Now Whaddup Coyle was on his fourth Jag, and the leasing company had warned it would be his last. He’d also received a stern phone call from his coach, who’d gotten wind of the other mishaps and now wanted Whaddup Coyle to come in for a physical, which was league code for a urine test and drug screen. Because of the contractual repercussions attached to proof of substance abuse, Whaddup Coyle contrived to forestall the medical exam as long as possible and allow his six-foot-six system to repurify itself. He swore off marijuana, cocaine and opiates, heroically limiting himself to alcohol, which was not only legal but disappeared from the bloodstream within hours after intake.

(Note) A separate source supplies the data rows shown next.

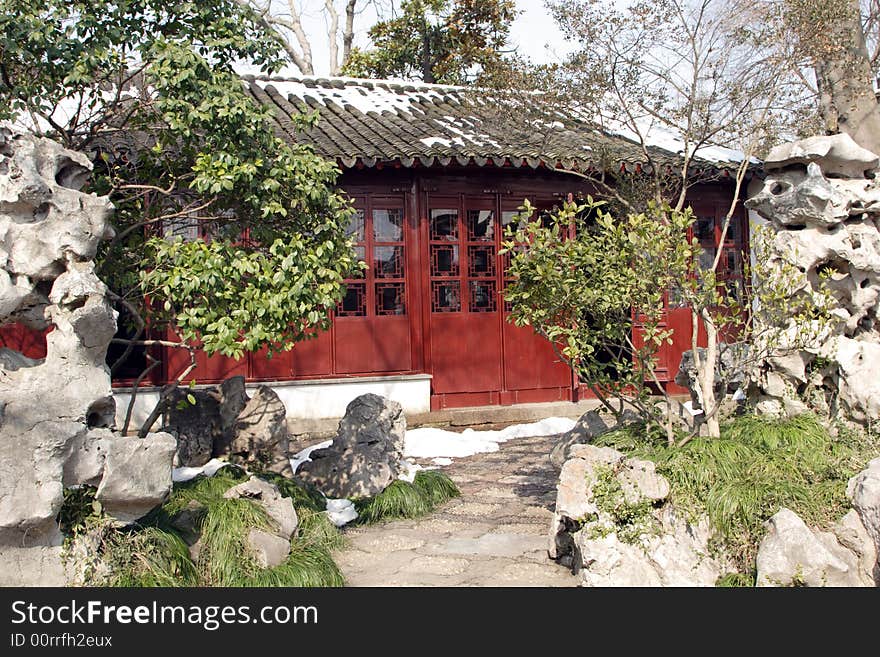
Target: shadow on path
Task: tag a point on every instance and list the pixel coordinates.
(495, 534)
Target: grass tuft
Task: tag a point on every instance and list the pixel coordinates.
(402, 499)
(154, 553)
(734, 580)
(758, 465)
(149, 557)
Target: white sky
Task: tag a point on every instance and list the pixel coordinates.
(534, 33)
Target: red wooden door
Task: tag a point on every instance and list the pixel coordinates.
(532, 369)
(371, 330)
(463, 313)
(707, 229)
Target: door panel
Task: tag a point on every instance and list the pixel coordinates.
(466, 352)
(372, 331)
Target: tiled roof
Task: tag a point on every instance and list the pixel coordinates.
(370, 122)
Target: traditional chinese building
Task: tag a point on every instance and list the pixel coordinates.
(436, 173)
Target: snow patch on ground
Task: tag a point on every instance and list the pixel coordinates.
(179, 475)
(430, 443)
(408, 471)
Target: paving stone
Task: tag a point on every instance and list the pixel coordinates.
(494, 535)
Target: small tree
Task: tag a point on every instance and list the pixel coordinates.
(594, 285)
(690, 74)
(438, 41)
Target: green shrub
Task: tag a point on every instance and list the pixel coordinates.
(154, 553)
(402, 499)
(149, 556)
(757, 466)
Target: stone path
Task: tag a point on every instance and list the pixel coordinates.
(495, 534)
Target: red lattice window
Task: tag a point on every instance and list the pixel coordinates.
(354, 304)
(445, 296)
(444, 224)
(463, 256)
(380, 290)
(481, 261)
(707, 229)
(482, 297)
(388, 261)
(390, 299)
(444, 260)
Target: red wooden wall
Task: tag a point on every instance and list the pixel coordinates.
(431, 300)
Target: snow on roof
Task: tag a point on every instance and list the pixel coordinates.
(365, 122)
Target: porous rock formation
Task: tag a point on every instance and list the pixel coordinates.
(366, 454)
(613, 526)
(793, 554)
(589, 426)
(56, 414)
(823, 200)
(225, 422)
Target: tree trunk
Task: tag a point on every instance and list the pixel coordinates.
(348, 33)
(706, 378)
(847, 102)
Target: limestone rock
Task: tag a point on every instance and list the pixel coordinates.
(137, 475)
(574, 490)
(838, 154)
(852, 535)
(658, 549)
(791, 554)
(279, 509)
(726, 367)
(640, 481)
(85, 460)
(11, 360)
(859, 386)
(863, 490)
(365, 457)
(56, 413)
(196, 426)
(231, 398)
(268, 549)
(822, 200)
(260, 433)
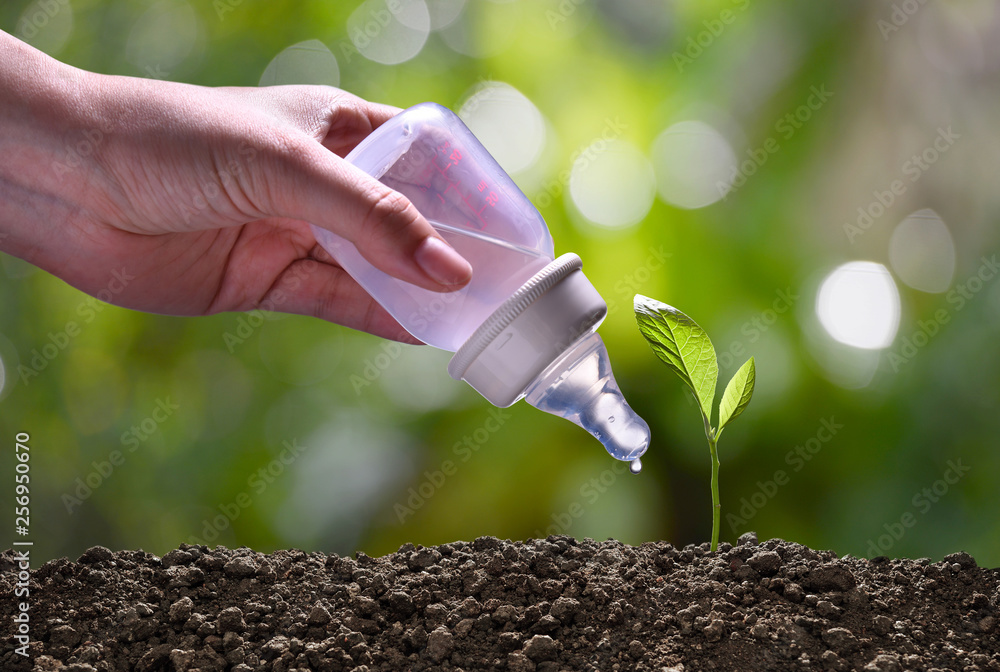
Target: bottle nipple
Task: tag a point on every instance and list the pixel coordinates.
(581, 387)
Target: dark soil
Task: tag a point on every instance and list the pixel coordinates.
(555, 604)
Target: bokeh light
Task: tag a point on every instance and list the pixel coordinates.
(444, 12)
(308, 62)
(507, 123)
(858, 305)
(948, 38)
(317, 356)
(922, 252)
(485, 28)
(612, 184)
(390, 32)
(694, 164)
(418, 380)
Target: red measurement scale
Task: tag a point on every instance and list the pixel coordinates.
(489, 197)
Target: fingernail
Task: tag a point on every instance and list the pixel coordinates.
(442, 263)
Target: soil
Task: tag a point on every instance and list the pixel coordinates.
(546, 605)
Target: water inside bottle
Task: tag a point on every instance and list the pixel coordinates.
(580, 387)
(499, 268)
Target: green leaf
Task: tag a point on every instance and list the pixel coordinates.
(682, 345)
(737, 394)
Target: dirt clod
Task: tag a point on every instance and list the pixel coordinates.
(536, 606)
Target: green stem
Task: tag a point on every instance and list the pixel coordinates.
(716, 506)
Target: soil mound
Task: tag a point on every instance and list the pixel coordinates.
(548, 605)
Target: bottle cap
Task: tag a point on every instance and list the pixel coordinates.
(528, 332)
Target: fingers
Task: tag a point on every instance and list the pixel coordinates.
(307, 182)
(329, 293)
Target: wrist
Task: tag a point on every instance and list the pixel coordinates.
(47, 119)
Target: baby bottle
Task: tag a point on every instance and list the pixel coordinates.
(525, 324)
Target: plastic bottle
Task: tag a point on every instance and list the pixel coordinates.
(525, 324)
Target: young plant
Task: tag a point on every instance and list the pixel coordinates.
(685, 347)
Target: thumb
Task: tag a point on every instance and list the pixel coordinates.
(315, 185)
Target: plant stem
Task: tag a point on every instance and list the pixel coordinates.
(716, 506)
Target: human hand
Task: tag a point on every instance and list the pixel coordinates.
(203, 196)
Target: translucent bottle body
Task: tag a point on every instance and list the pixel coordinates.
(428, 155)
(525, 323)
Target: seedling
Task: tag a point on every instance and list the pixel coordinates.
(685, 347)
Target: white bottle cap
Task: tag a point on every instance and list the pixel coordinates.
(529, 331)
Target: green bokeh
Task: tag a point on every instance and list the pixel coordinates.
(360, 457)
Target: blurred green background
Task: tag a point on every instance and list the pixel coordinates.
(849, 255)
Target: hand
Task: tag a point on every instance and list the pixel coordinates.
(203, 196)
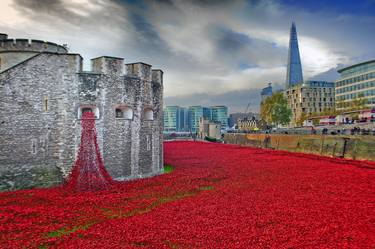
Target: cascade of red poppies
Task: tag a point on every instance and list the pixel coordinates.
(88, 172)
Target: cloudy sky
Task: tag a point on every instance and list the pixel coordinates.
(212, 52)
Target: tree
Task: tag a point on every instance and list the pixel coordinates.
(274, 109)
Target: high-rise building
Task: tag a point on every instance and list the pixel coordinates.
(310, 97)
(234, 118)
(356, 81)
(174, 119)
(219, 113)
(195, 113)
(294, 71)
(266, 92)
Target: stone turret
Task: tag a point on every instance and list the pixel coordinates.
(139, 70)
(3, 36)
(15, 51)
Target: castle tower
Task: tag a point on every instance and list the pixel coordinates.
(294, 71)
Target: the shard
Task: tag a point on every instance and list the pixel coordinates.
(294, 72)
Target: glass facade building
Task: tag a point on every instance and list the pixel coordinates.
(195, 113)
(175, 119)
(294, 70)
(266, 92)
(356, 81)
(219, 113)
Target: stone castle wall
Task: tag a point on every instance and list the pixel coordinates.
(41, 100)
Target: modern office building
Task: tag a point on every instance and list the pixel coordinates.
(235, 117)
(219, 113)
(195, 113)
(266, 92)
(310, 97)
(209, 128)
(356, 81)
(294, 71)
(174, 119)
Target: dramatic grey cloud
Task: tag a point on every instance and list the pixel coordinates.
(212, 52)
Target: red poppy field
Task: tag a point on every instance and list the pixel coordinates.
(217, 196)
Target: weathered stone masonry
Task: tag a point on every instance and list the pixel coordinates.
(43, 92)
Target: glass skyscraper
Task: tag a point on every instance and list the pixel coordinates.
(294, 71)
(219, 113)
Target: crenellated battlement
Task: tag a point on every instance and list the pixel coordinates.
(26, 45)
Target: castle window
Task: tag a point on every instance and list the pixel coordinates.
(148, 143)
(148, 114)
(124, 112)
(45, 104)
(119, 113)
(88, 108)
(33, 146)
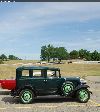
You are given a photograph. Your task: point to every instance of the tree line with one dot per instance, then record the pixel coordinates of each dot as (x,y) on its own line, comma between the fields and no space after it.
(60,53)
(3,57)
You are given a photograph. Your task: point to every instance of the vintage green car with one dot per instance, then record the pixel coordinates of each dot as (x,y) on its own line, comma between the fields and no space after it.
(33,81)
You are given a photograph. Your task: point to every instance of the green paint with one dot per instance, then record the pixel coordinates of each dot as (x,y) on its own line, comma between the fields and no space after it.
(67,88)
(83,94)
(26,96)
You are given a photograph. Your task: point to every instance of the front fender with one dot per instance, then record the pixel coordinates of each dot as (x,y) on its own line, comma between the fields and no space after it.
(81,86)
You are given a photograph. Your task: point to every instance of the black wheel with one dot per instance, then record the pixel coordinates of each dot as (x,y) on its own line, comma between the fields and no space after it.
(26,96)
(83,95)
(67,87)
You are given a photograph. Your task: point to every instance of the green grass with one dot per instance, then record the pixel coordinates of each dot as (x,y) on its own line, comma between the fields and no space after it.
(82,70)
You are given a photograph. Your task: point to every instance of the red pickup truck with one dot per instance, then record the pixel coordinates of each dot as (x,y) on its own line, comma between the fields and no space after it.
(8,84)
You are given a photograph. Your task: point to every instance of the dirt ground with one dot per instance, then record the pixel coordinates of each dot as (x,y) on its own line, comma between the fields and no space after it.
(54,103)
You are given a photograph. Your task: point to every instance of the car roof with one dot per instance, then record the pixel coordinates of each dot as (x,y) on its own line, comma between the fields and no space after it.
(36,68)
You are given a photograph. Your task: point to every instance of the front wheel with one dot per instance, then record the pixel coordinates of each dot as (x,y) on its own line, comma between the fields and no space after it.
(26,96)
(83,95)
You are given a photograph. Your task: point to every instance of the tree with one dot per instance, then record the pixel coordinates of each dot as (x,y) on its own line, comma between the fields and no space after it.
(12,57)
(47,52)
(43,53)
(95,56)
(61,53)
(74,54)
(3,57)
(84,54)
(51,52)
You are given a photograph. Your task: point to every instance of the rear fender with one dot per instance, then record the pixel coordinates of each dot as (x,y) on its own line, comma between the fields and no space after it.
(80,87)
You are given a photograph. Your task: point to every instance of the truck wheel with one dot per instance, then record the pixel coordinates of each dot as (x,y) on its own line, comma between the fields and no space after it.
(26,96)
(83,95)
(67,87)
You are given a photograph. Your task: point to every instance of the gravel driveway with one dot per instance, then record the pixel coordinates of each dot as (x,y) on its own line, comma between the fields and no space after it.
(54,103)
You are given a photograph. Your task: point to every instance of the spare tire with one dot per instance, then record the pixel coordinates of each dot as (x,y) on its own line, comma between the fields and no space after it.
(67,87)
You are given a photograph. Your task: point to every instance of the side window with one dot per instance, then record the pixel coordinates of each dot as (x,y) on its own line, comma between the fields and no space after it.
(37,73)
(25,73)
(51,73)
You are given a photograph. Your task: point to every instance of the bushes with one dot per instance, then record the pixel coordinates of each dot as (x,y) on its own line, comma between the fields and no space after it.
(1,62)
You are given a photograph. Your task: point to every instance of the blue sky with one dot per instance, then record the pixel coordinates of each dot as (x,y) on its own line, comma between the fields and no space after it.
(25,27)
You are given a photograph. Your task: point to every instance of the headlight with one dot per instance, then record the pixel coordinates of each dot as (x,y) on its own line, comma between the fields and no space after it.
(83,81)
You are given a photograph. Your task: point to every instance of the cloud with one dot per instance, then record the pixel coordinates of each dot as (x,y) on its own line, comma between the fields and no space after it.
(22,23)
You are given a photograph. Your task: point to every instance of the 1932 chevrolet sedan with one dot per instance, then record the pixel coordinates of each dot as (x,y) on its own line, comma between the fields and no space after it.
(36,81)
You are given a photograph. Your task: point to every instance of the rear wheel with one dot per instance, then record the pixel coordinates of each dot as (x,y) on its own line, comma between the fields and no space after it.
(26,96)
(83,95)
(67,87)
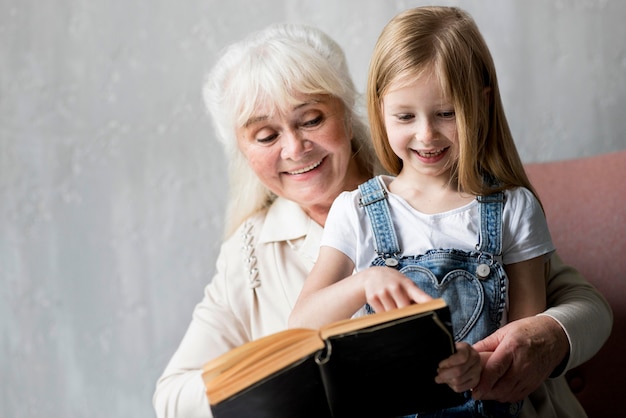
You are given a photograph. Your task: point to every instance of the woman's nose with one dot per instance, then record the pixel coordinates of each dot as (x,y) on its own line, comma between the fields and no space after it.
(294,145)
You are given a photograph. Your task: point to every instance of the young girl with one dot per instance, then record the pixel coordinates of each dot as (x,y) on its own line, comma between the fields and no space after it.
(459,220)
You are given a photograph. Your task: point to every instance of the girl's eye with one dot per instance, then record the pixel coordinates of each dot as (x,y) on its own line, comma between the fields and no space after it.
(405,116)
(447,115)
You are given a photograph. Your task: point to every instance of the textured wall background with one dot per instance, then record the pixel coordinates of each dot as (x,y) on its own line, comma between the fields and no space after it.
(112,188)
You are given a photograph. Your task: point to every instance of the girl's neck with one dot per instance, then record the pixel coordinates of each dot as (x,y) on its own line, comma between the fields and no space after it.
(429,194)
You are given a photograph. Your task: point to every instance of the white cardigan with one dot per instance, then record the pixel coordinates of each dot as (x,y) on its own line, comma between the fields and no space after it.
(260,271)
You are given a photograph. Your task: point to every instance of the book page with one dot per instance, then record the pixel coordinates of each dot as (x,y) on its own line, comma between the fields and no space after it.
(256,360)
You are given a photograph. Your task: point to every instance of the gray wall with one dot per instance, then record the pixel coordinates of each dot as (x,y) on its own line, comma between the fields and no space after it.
(112,187)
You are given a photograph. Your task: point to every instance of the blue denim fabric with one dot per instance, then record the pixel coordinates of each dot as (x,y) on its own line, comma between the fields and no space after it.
(473,283)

Sunday nights being relatively quiet on South Beach, Whaddup Coyle had difficulty finding a party after the Heat-Nets game. His favorite hangouts were dead, so he tried the Shore Club, where he
traded phone numbers with a Finnish model who promised to meet him later at the Rose Bar in the Delano. She showed up with a utility infielder for the Arizona Diamondbacks and proposed they all get a room. At first Whaddup Coyle was cold to the idea, but eventually his curiosity about Scandinavian poon outweighed his disdain for baseball players. He thought it actually might be fun to show off in front of the little runt.